= Stuart Piggin =

Australian historian

Stuart Piggin is an Australian historian of Christianity. He is director of the Centre for the History of Christian Thought and Experience at Macquarie University. According to Rebecca Abbott, writing for Eternity, Piggin has been "rewriting our nation's history" with the aim of putting "Christianity back into Australia's past."

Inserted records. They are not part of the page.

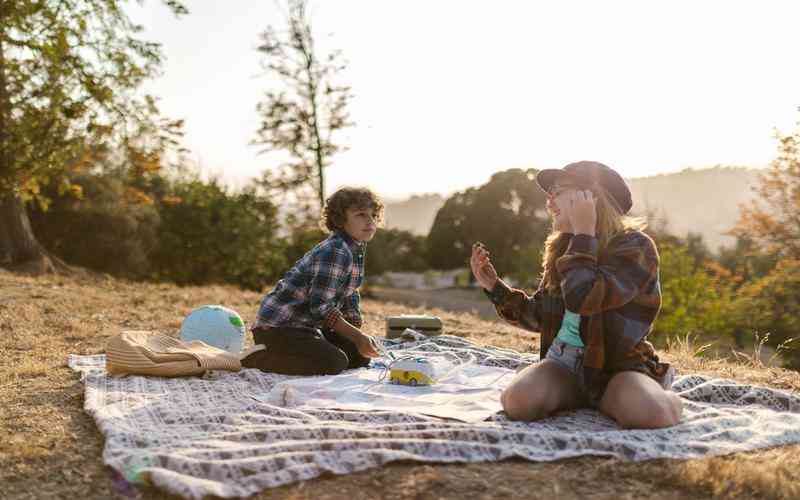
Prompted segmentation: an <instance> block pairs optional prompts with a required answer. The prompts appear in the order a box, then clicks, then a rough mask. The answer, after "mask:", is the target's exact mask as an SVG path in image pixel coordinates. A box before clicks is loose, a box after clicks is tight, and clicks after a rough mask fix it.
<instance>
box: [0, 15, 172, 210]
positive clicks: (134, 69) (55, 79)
mask: <svg viewBox="0 0 800 500" xmlns="http://www.w3.org/2000/svg"><path fill="white" fill-rule="evenodd" d="M123 3H124V2H121V1H116V0H62V1H58V2H54V1H36V2H34V1H31V0H21V1H13V2H3V6H2V9H0V16H1V19H0V191H2V192H5V193H8V192H13V193H15V194H17V195H20V196H22V197H23V198H27V199H32V198H39V195H40V194H41V186H42V183H43V182H45V181H46V180H48V179H52V178H55V179H57V180H58V181H59V182H61V181H62V180H63V179H64V178H62V177H61V174H62V173H63V172H65V171H66V172H70V171H72V172H74V171H76V170H80V169H83V168H87V167H88V166H91V165H92V164H93V163H94V162H95V161H96V160H98V159H99V158H105V157H108V155H109V154H110V153H112V152H113V153H115V154H118V153H123V154H124V155H125V156H126V157H127V158H128V159H129V160H130V161H131V162H133V163H135V164H137V165H139V166H140V168H144V169H147V168H152V165H153V164H154V163H155V164H157V163H158V162H159V161H160V158H161V156H162V154H163V153H164V152H165V151H166V150H167V149H168V148H170V147H172V146H175V144H176V142H175V141H176V137H177V136H179V135H180V128H181V125H182V124H181V122H180V121H170V120H165V119H163V118H161V117H160V115H159V113H158V109H157V107H156V102H155V99H153V98H151V97H144V98H137V97H136V92H135V90H136V89H138V88H139V86H140V85H141V83H142V82H143V81H144V80H145V79H147V78H149V77H151V76H153V75H155V74H156V73H157V71H158V69H159V67H160V64H161V62H162V54H161V50H160V46H159V45H158V44H156V43H152V42H147V41H144V40H141V39H140V38H138V37H137V35H138V34H139V33H140V32H141V31H142V27H141V26H137V25H135V24H133V23H132V22H131V21H130V20H129V19H128V17H127V15H126V14H125V13H124V11H123V8H122V5H123ZM166 4H167V5H168V6H169V7H170V9H171V10H172V11H173V12H174V13H175V14H184V13H186V12H187V11H186V8H185V7H184V6H183V5H182V4H181V3H180V2H177V1H168V2H166ZM143 135H145V136H148V137H149V138H150V139H151V140H149V141H147V142H146V143H144V142H142V141H140V140H139V138H140V137H142V136H143ZM66 189H69V185H68V184H67V185H63V186H61V190H62V192H63V191H64V190H66ZM42 200H43V201H44V202H45V203H46V199H44V198H42Z"/></svg>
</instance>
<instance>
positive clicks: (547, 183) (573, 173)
mask: <svg viewBox="0 0 800 500" xmlns="http://www.w3.org/2000/svg"><path fill="white" fill-rule="evenodd" d="M560 178H565V179H568V180H570V181H572V182H574V183H576V184H577V185H579V186H586V187H589V186H591V185H592V184H599V185H600V186H602V187H603V188H605V190H606V191H608V193H609V194H610V195H611V197H612V198H614V201H616V202H617V205H618V206H619V209H620V211H621V212H622V214H623V215H624V214H627V213H628V211H629V210H630V209H631V207H632V206H633V200H631V190H630V189H629V188H628V185H627V184H626V183H625V181H624V180H623V179H622V176H620V175H619V174H618V173H617V172H616V170H614V169H612V168H611V167H608V166H606V165H603V164H602V163H598V162H596V161H579V162H575V163H570V164H569V165H567V166H566V167H564V168H550V169H546V170H540V171H539V173H538V174H536V183H537V184H539V187H540V188H542V189H543V190H544V191H545V192H549V191H550V188H551V187H553V184H554V183H555V182H556V180H558V179H560Z"/></svg>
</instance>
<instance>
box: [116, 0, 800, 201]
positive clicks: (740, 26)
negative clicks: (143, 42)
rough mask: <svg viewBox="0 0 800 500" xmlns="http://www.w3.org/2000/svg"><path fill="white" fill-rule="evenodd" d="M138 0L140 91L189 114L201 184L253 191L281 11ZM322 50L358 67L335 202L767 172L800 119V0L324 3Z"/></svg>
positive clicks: (251, 8) (280, 19)
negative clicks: (541, 170)
mask: <svg viewBox="0 0 800 500" xmlns="http://www.w3.org/2000/svg"><path fill="white" fill-rule="evenodd" d="M186 3H187V5H188V7H189V10H190V14H189V15H187V16H182V17H180V18H176V17H175V16H173V15H172V14H171V13H170V12H168V11H167V10H166V9H165V8H164V7H163V6H162V5H161V3H160V2H159V1H157V0H148V1H147V2H145V3H144V5H143V6H141V7H137V6H135V5H134V6H132V7H131V8H130V15H131V17H132V19H133V20H134V21H136V22H139V23H141V24H143V25H144V26H145V28H146V29H145V31H144V33H143V37H144V38H146V39H149V40H153V41H157V42H160V43H161V44H162V46H163V47H162V48H163V52H164V54H165V56H166V62H165V64H164V67H163V71H162V75H161V76H160V77H158V78H157V79H155V80H152V81H150V82H148V84H147V86H146V90H147V91H148V92H150V93H152V94H154V95H156V96H158V97H159V98H160V99H161V100H160V105H161V108H162V110H163V111H164V112H165V114H167V115H168V116H171V117H175V118H183V119H184V120H185V121H186V127H185V130H186V140H185V146H186V147H187V148H188V149H189V150H190V151H191V154H190V157H191V158H192V159H193V160H194V161H195V162H197V164H198V165H199V168H201V170H202V171H203V172H204V173H205V174H207V175H219V176H221V177H222V178H223V179H225V180H227V181H228V182H229V183H231V184H232V185H241V183H243V182H246V181H247V179H250V178H253V177H257V176H258V175H259V174H260V172H262V171H263V170H265V169H268V168H274V166H275V165H274V163H271V161H270V159H269V158H268V157H265V156H259V155H258V154H257V153H258V148H257V147H254V146H250V145H248V143H249V142H250V140H251V139H253V138H254V136H255V132H256V130H257V129H258V126H259V123H260V121H259V117H258V115H257V113H256V105H257V103H258V102H259V101H261V100H262V99H263V93H264V92H265V91H266V90H267V89H269V88H270V85H271V84H272V83H271V81H270V79H269V78H267V77H266V76H264V74H263V71H262V69H261V62H262V61H263V59H262V56H261V55H260V54H259V53H258V52H257V51H256V50H255V49H256V47H257V45H258V43H259V34H260V33H262V32H263V31H264V29H265V28H266V27H267V26H268V25H270V24H272V25H275V26H280V25H281V23H283V16H282V14H281V13H280V10H279V8H278V4H277V2H275V1H271V0H231V1H227V2H221V1H209V0H200V1H187V2H186ZM311 12H312V23H313V26H314V30H315V32H316V34H317V40H318V44H319V48H320V49H321V51H329V50H332V49H340V50H342V51H343V53H344V55H345V56H346V58H347V60H348V61H349V65H348V68H347V70H346V72H345V73H344V74H343V79H344V80H345V81H346V82H347V83H348V84H350V85H351V86H352V88H353V93H354V94H355V97H354V99H353V100H352V102H351V105H350V107H349V109H350V113H351V117H352V118H353V120H354V121H355V122H356V126H355V127H352V128H350V129H348V130H347V131H346V132H344V133H343V135H342V136H341V140H342V142H343V143H344V144H346V145H347V146H348V147H349V148H350V149H349V151H348V152H346V153H344V154H341V155H338V156H337V157H335V158H334V165H333V166H331V167H330V168H329V169H327V171H326V172H327V173H326V175H327V178H326V182H327V186H328V191H329V192H330V191H331V190H333V189H335V188H336V187H338V186H341V185H345V184H357V185H366V186H369V187H372V188H373V189H375V190H376V191H378V192H379V193H381V194H382V195H384V196H386V197H393V198H401V197H405V196H407V195H409V194H412V193H442V194H449V193H452V192H454V191H457V190H462V189H465V188H467V187H470V186H477V185H480V184H483V183H485V182H486V181H488V179H489V178H490V176H491V175H492V173H493V172H496V171H500V170H505V169H508V168H529V167H533V168H560V167H562V166H564V165H565V164H567V163H570V162H572V161H578V160H586V159H591V160H597V161H601V162H603V163H606V164H607V165H610V166H612V167H614V168H615V169H616V170H618V171H619V172H620V173H621V174H622V175H623V176H624V177H627V178H634V177H644V176H650V175H655V174H659V173H668V172H674V171H679V170H683V169H685V168H688V167H691V168H703V167H709V166H713V165H717V164H723V165H742V166H751V167H764V166H766V165H767V164H768V163H769V162H770V160H772V158H774V156H775V154H776V151H777V142H776V139H775V131H776V130H779V131H781V132H784V133H788V132H791V131H793V130H795V127H796V124H797V122H798V119H800V65H798V64H797V57H798V54H797V49H798V47H800V30H798V29H797V20H798V19H800V2H797V1H796V0H788V1H779V0H775V1H770V2H756V1H747V2H743V1H735V0H727V1H713V0H704V1H682V0H673V1H670V2H663V1H661V2H655V1H649V0H640V1H634V0H631V1H613V0H604V1H603V2H595V1H585V2H584V1H569V0H560V1H557V2H556V1H541V2H540V1H531V0H520V1H504V0H492V1H478V0H474V1H471V0H452V1H451V0H436V1H432V0H403V1H396V0H369V1H366V0H316V1H314V0H312V1H311Z"/></svg>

Piggin studied at the University of Sydney, the University of London, and the Melbourne College of Divinity. He taught at the University of Wollongong and the University of Sydney from 1974 to 1990. Piggin then served as Master of Robert Menzies College from 1990 to 2004. In 2004, a Festschrift was published in his honour: Making History for God: Essays on Evangelicalism, Revival and Mission: In Honour of Stuart Piggin, Master of Robert Menzies College, 1990-2004. He is a Fellow of the Royal Historical Society.

Piggin wrote Evangelical Christianity in Australia: Spirit, Word and Work (Oxford University Press, 1996). The Fountain of Public Prosperity: Evangelical Christians in Australian History 1740–1914 (co-authored with Robert Linder) won Australian Christian Book of the Year in 2019.

Piggin received an honorary Doctor of Theology degree from the Australian College of Theology in 2023.